Sorry for this scrambled "woe is me speech"


----------



## DaveDragon (Dec 1, 2008)

WOW!! That sucks!! How long have you been there? That sucks they don't pay unused vacation.

My company is sending everything they can to China as fast as they can. I've heard rumors of cutting 100 of the 600 people next year. I expect to be unemployed soon.

That sure is bad timimg. I hope you find something soon.


----------



## Gx3 (Dec 1, 2008)

I'm really sorry to hear that. I haven't been put in as bad of a situation because I am still a student, but I am graduating in the next few months and I have been trying to squeeze into a job and man let me tell you it is extremely hard. I'm an agriculture engineer so hopefully I can get employed by a renewable energy company (one of the few industries currently growing in todays economic state).


----------



## ashesc212 (Dec 2, 2008)

I had worked there about 1 year...they cut me out right before bonuses and raises, and gave my salary to my bosses as bonuses instead, I'm presuming lol.

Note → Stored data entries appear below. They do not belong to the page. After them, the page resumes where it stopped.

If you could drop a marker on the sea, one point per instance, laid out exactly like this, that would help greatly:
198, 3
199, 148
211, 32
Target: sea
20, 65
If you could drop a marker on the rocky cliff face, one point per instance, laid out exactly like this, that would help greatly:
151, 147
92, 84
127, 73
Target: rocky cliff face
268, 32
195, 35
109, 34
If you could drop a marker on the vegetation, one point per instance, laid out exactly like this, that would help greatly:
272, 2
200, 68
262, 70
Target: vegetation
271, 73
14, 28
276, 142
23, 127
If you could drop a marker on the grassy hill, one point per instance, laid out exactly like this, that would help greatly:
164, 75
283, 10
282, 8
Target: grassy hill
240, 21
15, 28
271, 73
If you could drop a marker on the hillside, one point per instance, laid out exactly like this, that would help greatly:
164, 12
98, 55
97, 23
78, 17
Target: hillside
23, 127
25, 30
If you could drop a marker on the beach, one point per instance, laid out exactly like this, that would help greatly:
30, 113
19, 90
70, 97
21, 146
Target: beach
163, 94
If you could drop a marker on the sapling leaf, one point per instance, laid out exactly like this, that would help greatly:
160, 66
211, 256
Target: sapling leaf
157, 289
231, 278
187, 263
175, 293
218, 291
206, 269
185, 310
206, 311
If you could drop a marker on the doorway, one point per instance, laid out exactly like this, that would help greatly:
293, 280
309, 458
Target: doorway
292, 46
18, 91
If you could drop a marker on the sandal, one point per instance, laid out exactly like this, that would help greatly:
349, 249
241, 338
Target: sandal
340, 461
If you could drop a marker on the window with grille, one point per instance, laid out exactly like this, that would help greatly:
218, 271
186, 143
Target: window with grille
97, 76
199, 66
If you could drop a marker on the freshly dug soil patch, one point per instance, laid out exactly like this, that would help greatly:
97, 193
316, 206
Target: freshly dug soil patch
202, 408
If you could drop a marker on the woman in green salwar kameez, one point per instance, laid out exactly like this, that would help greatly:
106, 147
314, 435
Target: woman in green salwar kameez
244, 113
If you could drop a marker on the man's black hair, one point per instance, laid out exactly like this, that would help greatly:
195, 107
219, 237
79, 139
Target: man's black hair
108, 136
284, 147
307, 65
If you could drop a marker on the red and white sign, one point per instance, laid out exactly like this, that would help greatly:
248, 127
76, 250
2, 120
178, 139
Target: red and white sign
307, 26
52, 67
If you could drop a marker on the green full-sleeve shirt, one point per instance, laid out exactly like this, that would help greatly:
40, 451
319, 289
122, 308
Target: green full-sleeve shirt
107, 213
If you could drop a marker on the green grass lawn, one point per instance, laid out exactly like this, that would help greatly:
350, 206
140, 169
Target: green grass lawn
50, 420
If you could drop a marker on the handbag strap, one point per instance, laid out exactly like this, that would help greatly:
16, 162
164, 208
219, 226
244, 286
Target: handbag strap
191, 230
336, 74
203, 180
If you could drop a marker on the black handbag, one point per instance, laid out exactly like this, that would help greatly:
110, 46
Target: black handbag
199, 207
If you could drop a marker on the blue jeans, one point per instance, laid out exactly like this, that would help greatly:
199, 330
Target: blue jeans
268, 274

I kind of feel like a loser now that I have to go on unemployment until I find a job. I've been working since I was 13 so this is new to me. I have never been fired or laid off. It's rough...I'm very "lost" feeling this morning. It's 8 a.m., normally I'd be at work for a half hour by now. I feel like I have to start researching market news and stuff like how I normally do at this time, and drinking my cup of coffee. 

I actually really liked my job aside from the hours and I really 
miss it already. It was the first job that I liked. 

Although I'm sure that being an vet specializing in exotics would be even more fun *sigh* ... 

On positive note, I FEEL REFRESHED sleeping until 7:30!!!! I used to wake up at 4:30 a.m.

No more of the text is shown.